I had always sucked at making plain parathas. They invariably turned out with some uncooked spots or were stiff and hard to eat. I was also made fun of because of the plain parathas I doled out, and this was when I had only about started cooking by myself (read, after getting married). Ask me to cook stuffed parathas any day, and I did well. But I didn’t make any progress over the years with churning out soft plain parathas. I kept recalling how mom would roll out perfect, soft ones each time and tried hard to remember the way she performed each step, but to no avail; the magic was not happening with my hands. With some fluke, some turned okay and some were round as well. But there was no systematic procedure to get consistent shape and softness and edibility. This time I decided enough was enough.

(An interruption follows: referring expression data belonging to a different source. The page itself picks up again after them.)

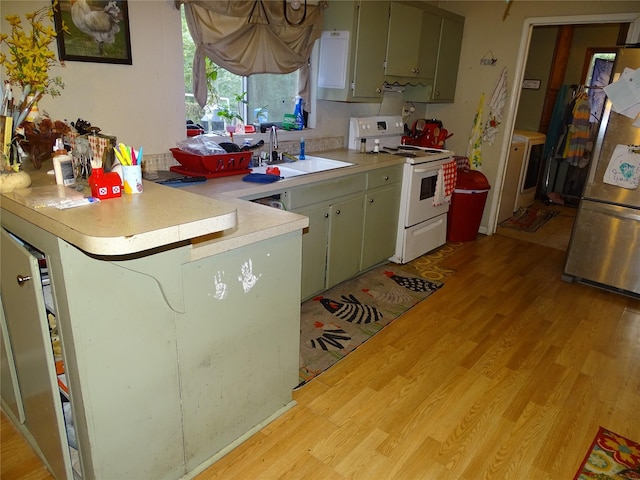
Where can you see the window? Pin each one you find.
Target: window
(268, 96)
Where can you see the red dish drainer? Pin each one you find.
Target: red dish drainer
(211, 166)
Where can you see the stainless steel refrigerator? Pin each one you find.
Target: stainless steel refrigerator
(604, 250)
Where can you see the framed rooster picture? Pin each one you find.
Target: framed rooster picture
(93, 31)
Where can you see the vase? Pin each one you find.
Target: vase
(10, 181)
(34, 112)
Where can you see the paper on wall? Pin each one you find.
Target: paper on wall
(624, 167)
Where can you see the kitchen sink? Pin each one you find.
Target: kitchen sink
(285, 171)
(302, 167)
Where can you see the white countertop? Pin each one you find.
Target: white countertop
(211, 216)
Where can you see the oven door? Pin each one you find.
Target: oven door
(420, 182)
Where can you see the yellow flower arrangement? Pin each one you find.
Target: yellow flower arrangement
(29, 57)
(26, 64)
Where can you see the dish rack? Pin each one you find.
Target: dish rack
(211, 166)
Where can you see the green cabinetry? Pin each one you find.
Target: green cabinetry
(366, 23)
(332, 245)
(439, 56)
(400, 42)
(353, 222)
(382, 203)
(172, 355)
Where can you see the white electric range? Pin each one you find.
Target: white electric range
(422, 226)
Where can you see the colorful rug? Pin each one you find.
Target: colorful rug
(611, 456)
(529, 219)
(334, 324)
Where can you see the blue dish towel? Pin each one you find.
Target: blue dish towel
(260, 178)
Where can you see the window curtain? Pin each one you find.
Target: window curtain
(252, 36)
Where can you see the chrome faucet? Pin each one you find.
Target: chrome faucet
(273, 145)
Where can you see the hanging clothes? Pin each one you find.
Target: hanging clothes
(496, 106)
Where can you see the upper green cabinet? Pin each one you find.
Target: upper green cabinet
(439, 56)
(353, 50)
(369, 43)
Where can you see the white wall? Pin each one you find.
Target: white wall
(143, 104)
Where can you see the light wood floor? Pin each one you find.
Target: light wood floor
(505, 373)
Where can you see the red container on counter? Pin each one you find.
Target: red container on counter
(105, 185)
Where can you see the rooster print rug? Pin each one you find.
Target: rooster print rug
(611, 457)
(336, 322)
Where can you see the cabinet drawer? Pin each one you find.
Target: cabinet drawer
(323, 191)
(384, 176)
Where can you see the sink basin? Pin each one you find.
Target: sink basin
(285, 171)
(302, 167)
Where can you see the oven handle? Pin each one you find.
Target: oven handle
(425, 170)
(428, 227)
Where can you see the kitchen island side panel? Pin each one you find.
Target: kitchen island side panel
(119, 341)
(238, 361)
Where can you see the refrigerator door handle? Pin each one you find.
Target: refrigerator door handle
(613, 210)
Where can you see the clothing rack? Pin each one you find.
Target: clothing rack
(564, 174)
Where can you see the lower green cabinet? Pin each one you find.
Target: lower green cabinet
(380, 225)
(353, 223)
(345, 240)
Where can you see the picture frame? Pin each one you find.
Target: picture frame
(96, 31)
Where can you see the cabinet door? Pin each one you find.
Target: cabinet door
(28, 330)
(370, 46)
(345, 240)
(314, 250)
(403, 45)
(444, 88)
(380, 225)
(429, 42)
(9, 388)
(238, 342)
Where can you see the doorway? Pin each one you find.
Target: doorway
(520, 74)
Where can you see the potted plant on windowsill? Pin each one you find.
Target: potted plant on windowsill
(26, 63)
(230, 115)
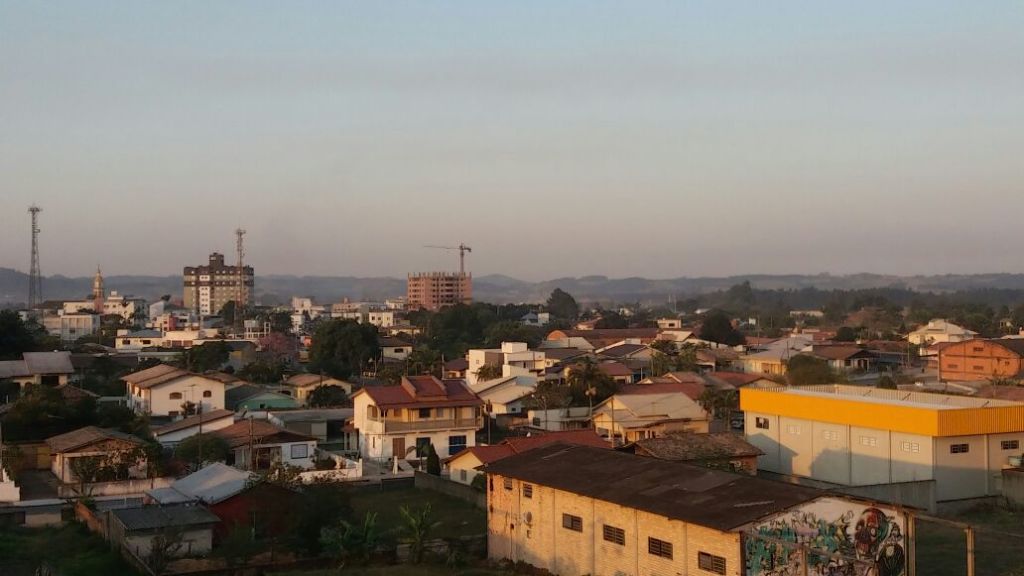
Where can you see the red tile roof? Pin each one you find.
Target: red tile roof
(614, 369)
(422, 392)
(691, 389)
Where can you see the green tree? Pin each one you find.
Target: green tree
(323, 397)
(586, 375)
(341, 347)
(562, 304)
(846, 334)
(318, 505)
(488, 372)
(208, 356)
(717, 327)
(15, 336)
(238, 547)
(417, 525)
(804, 370)
(347, 541)
(201, 449)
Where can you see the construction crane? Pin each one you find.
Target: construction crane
(462, 248)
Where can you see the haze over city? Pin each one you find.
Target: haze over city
(583, 137)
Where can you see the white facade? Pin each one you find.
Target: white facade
(166, 399)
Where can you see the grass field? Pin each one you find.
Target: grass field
(998, 544)
(455, 518)
(70, 549)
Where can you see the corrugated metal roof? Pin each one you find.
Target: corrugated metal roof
(155, 518)
(696, 495)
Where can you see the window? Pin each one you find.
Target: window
(422, 447)
(456, 444)
(711, 563)
(659, 547)
(572, 523)
(614, 535)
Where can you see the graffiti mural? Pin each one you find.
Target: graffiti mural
(843, 539)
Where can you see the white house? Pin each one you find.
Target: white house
(170, 435)
(135, 341)
(258, 444)
(939, 331)
(398, 419)
(163, 389)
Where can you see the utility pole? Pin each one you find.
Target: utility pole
(35, 276)
(241, 299)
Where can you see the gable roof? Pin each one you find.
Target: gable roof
(518, 445)
(81, 438)
(48, 362)
(695, 447)
(155, 518)
(715, 499)
(155, 376)
(260, 432)
(190, 421)
(422, 392)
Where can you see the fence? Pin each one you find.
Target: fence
(118, 488)
(454, 489)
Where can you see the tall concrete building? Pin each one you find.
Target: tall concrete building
(434, 290)
(208, 288)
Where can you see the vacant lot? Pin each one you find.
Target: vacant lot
(455, 518)
(998, 541)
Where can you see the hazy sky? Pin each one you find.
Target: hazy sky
(556, 138)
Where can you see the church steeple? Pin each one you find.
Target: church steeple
(98, 294)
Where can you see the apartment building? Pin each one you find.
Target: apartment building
(208, 288)
(434, 290)
(403, 419)
(163, 389)
(982, 360)
(857, 436)
(578, 509)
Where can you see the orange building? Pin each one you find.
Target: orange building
(981, 359)
(434, 290)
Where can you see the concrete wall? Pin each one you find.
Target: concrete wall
(871, 535)
(530, 530)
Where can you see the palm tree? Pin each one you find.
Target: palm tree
(417, 526)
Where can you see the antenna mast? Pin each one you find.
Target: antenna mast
(35, 277)
(240, 301)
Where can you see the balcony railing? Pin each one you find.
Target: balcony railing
(432, 424)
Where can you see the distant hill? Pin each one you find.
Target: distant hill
(498, 288)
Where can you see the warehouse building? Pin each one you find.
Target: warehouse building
(857, 436)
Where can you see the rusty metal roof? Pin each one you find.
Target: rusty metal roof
(696, 495)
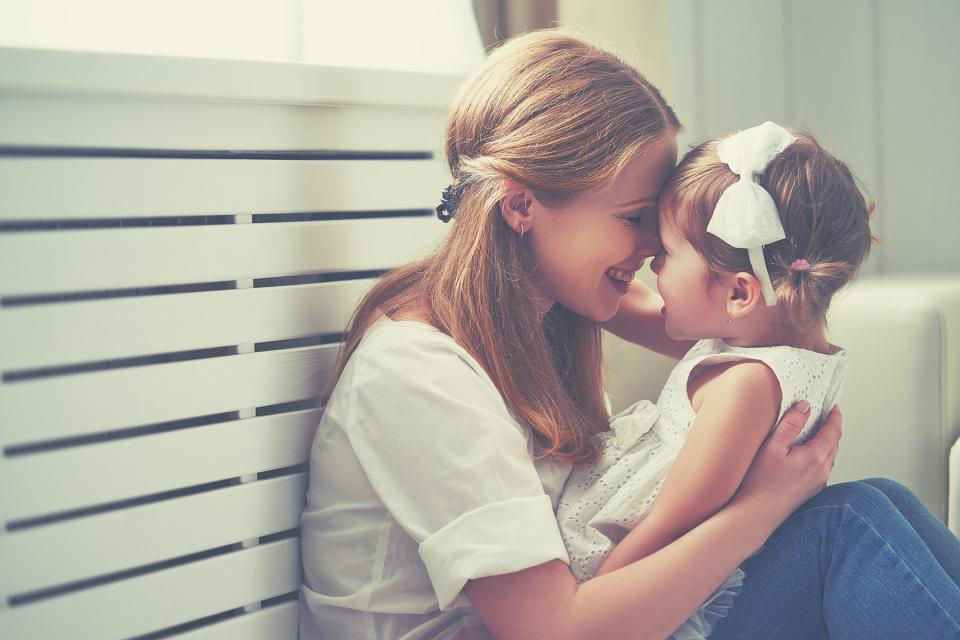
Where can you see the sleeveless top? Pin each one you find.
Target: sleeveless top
(602, 502)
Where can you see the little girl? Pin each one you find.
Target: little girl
(758, 232)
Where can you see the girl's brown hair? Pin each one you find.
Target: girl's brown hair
(559, 116)
(824, 213)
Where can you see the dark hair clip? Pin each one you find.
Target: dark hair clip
(449, 202)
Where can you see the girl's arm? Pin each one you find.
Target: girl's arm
(546, 602)
(735, 405)
(639, 321)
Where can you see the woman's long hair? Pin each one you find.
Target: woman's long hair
(559, 116)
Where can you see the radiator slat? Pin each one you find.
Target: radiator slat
(62, 407)
(77, 477)
(163, 599)
(146, 187)
(93, 546)
(50, 262)
(55, 334)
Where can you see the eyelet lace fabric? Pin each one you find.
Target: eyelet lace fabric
(602, 502)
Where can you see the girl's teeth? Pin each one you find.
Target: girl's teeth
(620, 274)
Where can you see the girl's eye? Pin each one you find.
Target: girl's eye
(639, 218)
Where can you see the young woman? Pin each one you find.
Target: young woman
(470, 383)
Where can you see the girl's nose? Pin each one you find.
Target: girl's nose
(657, 263)
(648, 244)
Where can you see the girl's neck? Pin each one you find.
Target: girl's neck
(770, 335)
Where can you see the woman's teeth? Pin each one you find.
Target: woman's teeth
(621, 275)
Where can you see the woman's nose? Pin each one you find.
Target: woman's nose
(648, 244)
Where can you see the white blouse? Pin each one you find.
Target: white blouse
(420, 480)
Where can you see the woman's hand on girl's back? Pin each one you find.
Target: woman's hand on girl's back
(783, 476)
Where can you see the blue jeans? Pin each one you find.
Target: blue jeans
(860, 560)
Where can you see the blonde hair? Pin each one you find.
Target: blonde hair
(559, 116)
(824, 212)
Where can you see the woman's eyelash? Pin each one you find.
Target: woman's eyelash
(637, 218)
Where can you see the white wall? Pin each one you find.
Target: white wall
(427, 35)
(877, 81)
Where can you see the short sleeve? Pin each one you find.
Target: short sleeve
(448, 461)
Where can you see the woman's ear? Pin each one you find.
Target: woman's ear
(743, 293)
(516, 207)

I started looking at recipes and videos. There were recipes to make laccha parathas and parathas with two layers, and recipes that used ghee between different folds. I only wanted to know how to make parathas the way mom did. Luckily, I came upon Manjula’s youtube video.
The recipe seemed fairly simple. And it was similar to mom's method. I watched the video twice and headed straight to try it myself. Lo and behold, I was able to make them perfect this time. The shape of each paratha was now consistently the same, a triangle. All the parathas also puffed well. The last and final test was if they remained soft and were cooked evenly. They passed! I had cracked the code of making perfect, simple pain parathas -- with immense help from Manjula's video.